As always, it coulda been worse. And I can say that on my fifth beer now. Short of having a kid, which I just can't see happening, it's the best way to mellow out for me. I have to make final exams for most of my classes this weekend and I have to write lessons on Ireland and Christmas for the culture knuckleheads. This will be difficult if I have a third weekend without wifi. But in a few more beers, I'll hardly be worried about that at all. Just in case you're worried, I had nothing to drink at all for the past 4 days. I'm not drinking every day. I still have my sense of responsibility intact. I'm not an alcoholic, although that's just what an alcoholic would type. The old body just can't take drinking like it used to. Man, just SLEEPING makes me sore! And the burn after exercise feels more like injury than beneficial muscle gain. Not to fault God but, if I were to design a body, it would have one difference: beer would be old age medicine.

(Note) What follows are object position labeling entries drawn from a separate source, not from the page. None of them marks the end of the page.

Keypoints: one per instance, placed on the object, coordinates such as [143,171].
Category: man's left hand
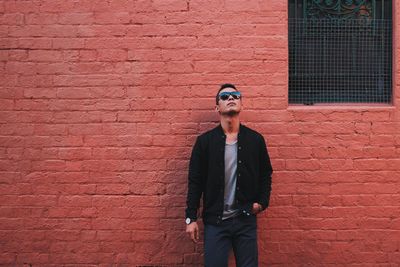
[257,208]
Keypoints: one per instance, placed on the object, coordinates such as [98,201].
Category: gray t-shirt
[230,209]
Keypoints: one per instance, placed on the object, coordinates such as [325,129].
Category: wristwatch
[189,221]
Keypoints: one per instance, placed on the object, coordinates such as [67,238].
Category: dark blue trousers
[239,233]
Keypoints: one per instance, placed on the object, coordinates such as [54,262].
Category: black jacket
[206,173]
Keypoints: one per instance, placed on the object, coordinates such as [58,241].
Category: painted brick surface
[101,101]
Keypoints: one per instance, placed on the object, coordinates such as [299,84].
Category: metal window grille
[340,51]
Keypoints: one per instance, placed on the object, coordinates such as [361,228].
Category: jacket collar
[242,130]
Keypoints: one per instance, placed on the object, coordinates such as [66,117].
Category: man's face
[230,106]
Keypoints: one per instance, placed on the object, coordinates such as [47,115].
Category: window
[340,51]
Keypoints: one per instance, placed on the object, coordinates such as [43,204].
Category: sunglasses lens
[225,96]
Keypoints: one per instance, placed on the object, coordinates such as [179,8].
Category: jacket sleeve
[195,188]
[265,178]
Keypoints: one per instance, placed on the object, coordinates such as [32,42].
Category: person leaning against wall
[230,167]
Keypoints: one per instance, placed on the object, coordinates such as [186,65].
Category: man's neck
[230,124]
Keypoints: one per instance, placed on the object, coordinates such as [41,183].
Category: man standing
[231,169]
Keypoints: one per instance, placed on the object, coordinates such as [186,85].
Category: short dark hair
[223,86]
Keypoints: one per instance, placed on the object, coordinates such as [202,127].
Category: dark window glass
[340,51]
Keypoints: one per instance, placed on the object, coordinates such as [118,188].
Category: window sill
[342,106]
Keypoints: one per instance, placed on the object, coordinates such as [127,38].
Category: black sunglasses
[225,95]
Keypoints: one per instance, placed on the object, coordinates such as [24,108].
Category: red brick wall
[100,103]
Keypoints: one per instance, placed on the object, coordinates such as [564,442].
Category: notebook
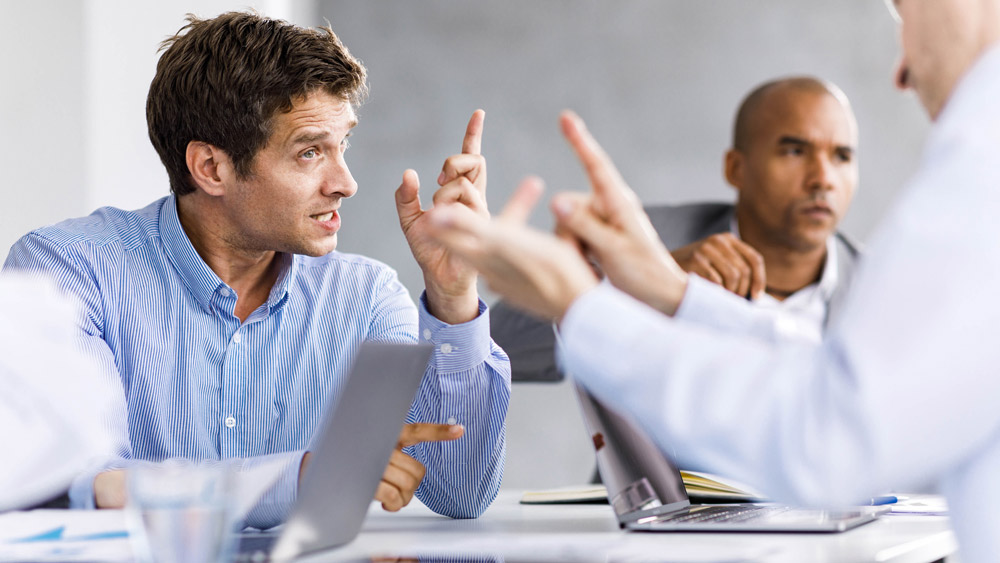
[647,493]
[349,454]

*** You will never believe what happened like half an hour after posting this! One of the girls who worked for Huasheng messaged me and told me that her and all the previously cheated employees, (pretty much all girls), there are filing a class action lawsuit against the company! This is about the best news I've had since I read my letter of acceptance for university! I feel like my favourite sports team just won a playoff game! It's even BETTER than that! And not because I stand to be paid a LOT of money that I was cheated out of here, (possibly 10 or 15 thousand bucks), I am totally honestly feeling better for the Chinese employees that one after another have been hired by Huasheng and stiffed. Like I told you above! They find out after about a month that they won't be paid and they quit. But nobody ever DOES anything. Well now, en masse, they ARE doing something and maybe with a lot of people saying the same thing, they'll win. And they are including me in this lawsuit too. I can't tell you how happy it would make me to see Huasheng forced to pay all the people they have cheated! But that remains a dream for now. According to this blogpost, this sort of thing never happens. And to be fair, we're in China here so, will the ordinary people win, or will the company win. We shall see....

It's an epilogue I could never have guessed! Good for you, girls! I hope you fill my half empty glass!